Denying both realities is a way to shift responsibility for poor health outcomes onto the individual. In 2009, Whole Foods CEO John Mackey opposed Obamacare, arguing in a Wall Street Journal op-ed, “Rather than increase government spending and control, we need to address the root causes of poor health. This begins with the realization that every American adult is responsible for his or her own health. … Most of the diseases that kill us and account for about 70% of all health-care spending—heart disease, cancer, stroke, diabetes and obesity—are mostly preventable through proper diet, exercise, not smoking, minimal alcohol consumption and other healthy lifestyle choices.”

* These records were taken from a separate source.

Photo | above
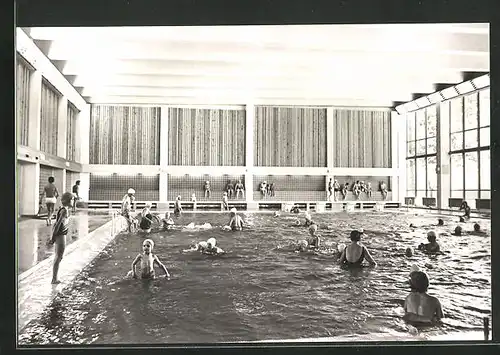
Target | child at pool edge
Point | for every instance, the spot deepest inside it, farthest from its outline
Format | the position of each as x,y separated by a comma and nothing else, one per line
420,307
147,260
59,233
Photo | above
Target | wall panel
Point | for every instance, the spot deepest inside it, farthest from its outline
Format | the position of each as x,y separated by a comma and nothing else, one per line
206,137
124,135
285,136
362,138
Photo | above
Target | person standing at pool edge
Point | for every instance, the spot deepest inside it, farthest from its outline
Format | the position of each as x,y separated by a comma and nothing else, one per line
59,233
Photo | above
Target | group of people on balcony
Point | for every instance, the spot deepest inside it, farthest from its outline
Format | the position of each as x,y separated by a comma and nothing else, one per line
334,188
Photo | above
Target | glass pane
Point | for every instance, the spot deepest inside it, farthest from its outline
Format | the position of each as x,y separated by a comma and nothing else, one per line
484,107
456,115
410,126
471,114
421,144
471,171
471,139
457,193
421,176
485,169
456,141
431,177
431,121
484,139
431,145
410,149
456,172
410,175
420,124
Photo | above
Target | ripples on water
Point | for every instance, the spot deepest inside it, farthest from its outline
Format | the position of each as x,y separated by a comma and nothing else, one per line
262,290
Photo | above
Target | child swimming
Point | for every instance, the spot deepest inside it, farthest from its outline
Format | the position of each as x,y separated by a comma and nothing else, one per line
147,260
59,233
420,307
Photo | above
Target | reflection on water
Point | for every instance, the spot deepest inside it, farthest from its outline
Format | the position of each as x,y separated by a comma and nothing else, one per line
261,290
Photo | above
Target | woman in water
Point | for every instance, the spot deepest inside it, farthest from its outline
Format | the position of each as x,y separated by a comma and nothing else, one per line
355,253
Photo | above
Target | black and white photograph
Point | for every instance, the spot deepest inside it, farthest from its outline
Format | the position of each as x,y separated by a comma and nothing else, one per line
253,184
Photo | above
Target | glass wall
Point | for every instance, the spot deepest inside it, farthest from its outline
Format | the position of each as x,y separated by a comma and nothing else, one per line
470,146
421,154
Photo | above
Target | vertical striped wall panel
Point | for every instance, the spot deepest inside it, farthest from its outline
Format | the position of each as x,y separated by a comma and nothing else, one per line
206,137
71,132
124,135
362,139
286,136
22,101
49,119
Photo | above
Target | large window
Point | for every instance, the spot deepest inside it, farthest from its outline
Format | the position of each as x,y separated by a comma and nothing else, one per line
23,73
470,146
71,131
421,153
49,118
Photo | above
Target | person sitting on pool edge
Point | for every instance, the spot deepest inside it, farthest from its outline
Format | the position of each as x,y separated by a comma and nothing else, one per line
354,254
208,247
420,307
236,222
432,247
147,260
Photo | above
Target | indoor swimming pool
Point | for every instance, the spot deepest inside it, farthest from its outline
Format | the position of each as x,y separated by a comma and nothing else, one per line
262,290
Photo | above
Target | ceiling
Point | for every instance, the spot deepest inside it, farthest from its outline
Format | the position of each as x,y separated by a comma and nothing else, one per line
341,65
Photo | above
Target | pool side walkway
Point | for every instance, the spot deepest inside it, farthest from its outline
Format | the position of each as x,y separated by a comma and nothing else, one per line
35,292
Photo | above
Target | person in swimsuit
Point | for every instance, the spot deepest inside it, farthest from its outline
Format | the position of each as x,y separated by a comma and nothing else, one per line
355,253
240,189
147,260
76,192
127,204
206,188
59,233
235,223
420,307
465,206
432,247
178,206
51,194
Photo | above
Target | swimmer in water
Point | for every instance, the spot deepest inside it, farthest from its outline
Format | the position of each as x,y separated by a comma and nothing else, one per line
59,233
208,247
354,254
420,307
168,222
432,247
235,223
147,260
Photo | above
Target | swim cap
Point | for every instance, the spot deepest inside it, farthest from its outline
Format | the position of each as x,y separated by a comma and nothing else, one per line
150,242
212,241
419,281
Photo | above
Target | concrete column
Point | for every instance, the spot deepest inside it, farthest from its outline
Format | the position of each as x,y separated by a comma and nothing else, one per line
62,126
443,160
83,136
163,137
249,145
28,194
34,110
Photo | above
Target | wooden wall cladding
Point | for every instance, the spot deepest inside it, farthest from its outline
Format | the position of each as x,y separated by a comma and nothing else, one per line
124,135
49,119
206,137
114,187
362,139
286,136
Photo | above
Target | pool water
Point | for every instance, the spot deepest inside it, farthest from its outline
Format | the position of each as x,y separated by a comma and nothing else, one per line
261,290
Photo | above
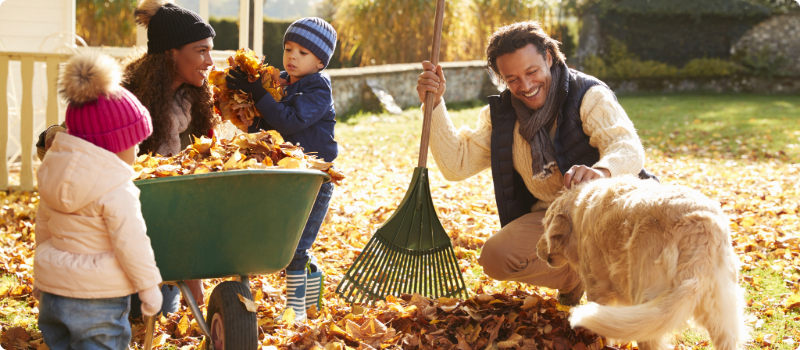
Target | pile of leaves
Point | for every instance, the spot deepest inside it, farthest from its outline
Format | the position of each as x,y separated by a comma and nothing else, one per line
262,150
517,320
760,197
236,105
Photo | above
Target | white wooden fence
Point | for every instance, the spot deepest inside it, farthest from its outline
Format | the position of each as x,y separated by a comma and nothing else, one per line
26,137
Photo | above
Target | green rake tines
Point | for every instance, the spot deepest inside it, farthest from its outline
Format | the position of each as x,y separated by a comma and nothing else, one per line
410,253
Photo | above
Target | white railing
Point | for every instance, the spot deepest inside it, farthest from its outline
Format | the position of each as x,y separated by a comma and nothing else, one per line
26,137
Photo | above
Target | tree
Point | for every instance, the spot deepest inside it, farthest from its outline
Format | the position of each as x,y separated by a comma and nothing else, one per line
400,31
106,22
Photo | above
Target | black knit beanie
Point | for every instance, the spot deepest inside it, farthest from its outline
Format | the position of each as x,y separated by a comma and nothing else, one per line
173,26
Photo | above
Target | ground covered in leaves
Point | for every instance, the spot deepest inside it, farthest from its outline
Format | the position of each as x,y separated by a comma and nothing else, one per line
746,161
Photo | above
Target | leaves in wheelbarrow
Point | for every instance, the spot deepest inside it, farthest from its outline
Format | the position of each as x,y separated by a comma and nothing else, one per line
262,150
233,104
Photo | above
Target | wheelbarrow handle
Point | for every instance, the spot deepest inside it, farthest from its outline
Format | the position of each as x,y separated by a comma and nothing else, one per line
426,121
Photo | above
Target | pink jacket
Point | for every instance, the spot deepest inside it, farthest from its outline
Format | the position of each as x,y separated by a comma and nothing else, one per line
91,239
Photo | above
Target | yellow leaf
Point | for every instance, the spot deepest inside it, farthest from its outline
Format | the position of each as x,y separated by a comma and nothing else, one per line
183,328
288,316
793,301
249,304
160,339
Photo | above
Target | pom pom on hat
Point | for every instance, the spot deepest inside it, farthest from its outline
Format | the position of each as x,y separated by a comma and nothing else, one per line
89,75
147,9
100,110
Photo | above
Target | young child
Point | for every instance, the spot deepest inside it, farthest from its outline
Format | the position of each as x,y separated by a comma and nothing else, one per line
304,116
92,250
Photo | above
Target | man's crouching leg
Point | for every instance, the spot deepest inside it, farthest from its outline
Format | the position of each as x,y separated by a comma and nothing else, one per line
510,255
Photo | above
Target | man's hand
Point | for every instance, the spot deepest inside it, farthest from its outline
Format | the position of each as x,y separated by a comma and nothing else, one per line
196,286
582,173
431,80
238,81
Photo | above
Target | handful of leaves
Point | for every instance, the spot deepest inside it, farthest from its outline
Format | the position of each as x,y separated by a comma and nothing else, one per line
263,150
235,104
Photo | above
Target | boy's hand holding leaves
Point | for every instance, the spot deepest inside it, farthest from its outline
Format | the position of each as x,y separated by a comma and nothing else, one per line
237,80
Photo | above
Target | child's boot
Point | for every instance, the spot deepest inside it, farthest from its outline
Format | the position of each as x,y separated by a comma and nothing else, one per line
296,293
316,281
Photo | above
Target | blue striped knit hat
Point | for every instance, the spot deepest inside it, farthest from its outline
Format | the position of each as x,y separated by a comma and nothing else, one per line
314,34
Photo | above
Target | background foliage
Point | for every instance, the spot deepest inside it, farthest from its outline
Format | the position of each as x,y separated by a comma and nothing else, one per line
106,22
400,31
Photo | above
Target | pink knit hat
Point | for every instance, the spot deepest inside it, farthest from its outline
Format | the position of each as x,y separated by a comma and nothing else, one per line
100,110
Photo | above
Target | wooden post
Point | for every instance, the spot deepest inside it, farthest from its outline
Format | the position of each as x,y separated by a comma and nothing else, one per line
26,125
3,122
258,27
204,10
52,91
244,23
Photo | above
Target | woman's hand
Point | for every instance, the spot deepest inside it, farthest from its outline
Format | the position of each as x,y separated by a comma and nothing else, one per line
238,81
431,80
581,173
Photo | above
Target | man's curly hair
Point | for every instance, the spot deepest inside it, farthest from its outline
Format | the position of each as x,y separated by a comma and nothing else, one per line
149,77
513,37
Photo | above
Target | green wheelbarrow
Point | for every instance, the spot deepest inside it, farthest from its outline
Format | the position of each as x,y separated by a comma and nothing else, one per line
235,223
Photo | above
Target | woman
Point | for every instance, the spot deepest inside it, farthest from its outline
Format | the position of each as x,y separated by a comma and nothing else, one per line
170,79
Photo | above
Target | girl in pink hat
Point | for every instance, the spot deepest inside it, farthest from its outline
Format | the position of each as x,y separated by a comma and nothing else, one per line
92,250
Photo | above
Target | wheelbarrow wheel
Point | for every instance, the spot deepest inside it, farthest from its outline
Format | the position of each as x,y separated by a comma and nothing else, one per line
232,326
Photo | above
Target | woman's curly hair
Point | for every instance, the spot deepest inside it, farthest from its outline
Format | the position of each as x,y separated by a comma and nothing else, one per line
149,77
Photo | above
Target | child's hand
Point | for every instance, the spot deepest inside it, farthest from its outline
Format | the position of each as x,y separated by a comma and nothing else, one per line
151,300
238,81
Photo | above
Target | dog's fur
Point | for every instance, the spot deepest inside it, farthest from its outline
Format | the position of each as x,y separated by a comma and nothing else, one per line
651,257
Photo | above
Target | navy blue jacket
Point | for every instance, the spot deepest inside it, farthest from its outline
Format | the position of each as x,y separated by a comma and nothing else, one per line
570,142
305,115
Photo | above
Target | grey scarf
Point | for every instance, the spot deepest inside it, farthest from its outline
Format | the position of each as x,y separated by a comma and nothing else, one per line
534,125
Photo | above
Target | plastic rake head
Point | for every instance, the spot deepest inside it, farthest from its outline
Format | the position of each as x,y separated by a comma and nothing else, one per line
409,253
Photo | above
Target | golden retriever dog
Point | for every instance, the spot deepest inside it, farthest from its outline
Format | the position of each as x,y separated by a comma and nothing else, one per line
651,257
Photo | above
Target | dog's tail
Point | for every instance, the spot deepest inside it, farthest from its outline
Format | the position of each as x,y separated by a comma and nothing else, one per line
641,322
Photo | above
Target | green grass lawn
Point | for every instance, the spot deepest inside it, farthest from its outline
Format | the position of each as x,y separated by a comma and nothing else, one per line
703,125
718,126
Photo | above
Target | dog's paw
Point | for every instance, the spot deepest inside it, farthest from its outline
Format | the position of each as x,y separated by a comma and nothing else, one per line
578,313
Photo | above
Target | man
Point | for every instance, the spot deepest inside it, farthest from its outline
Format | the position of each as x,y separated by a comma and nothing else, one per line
552,128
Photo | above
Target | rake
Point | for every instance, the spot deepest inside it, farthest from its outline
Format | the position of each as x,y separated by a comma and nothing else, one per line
410,252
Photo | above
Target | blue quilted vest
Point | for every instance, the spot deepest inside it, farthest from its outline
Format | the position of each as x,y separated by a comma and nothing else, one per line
571,145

(Four years later, Mackey likened Obamacare to fascism.)

The human yearning to believe we can control our own fate is responsible for many stupid risks. It took decades to make seatbelts standard, because many drivers considered their own driving skills so unimpeachable that no protective measures were necessary. The need to link COVID risk with obesity is a species of that fallacy; we want so badly to believe that we can avoid the horrors of the coronavirus with salads and running that we persuade ourselves to believe perfect nonsense.

* This metaphor is unfair; I actually enjoy Sweetgreen salads quite a bit. They’re almost as good as Chop’t.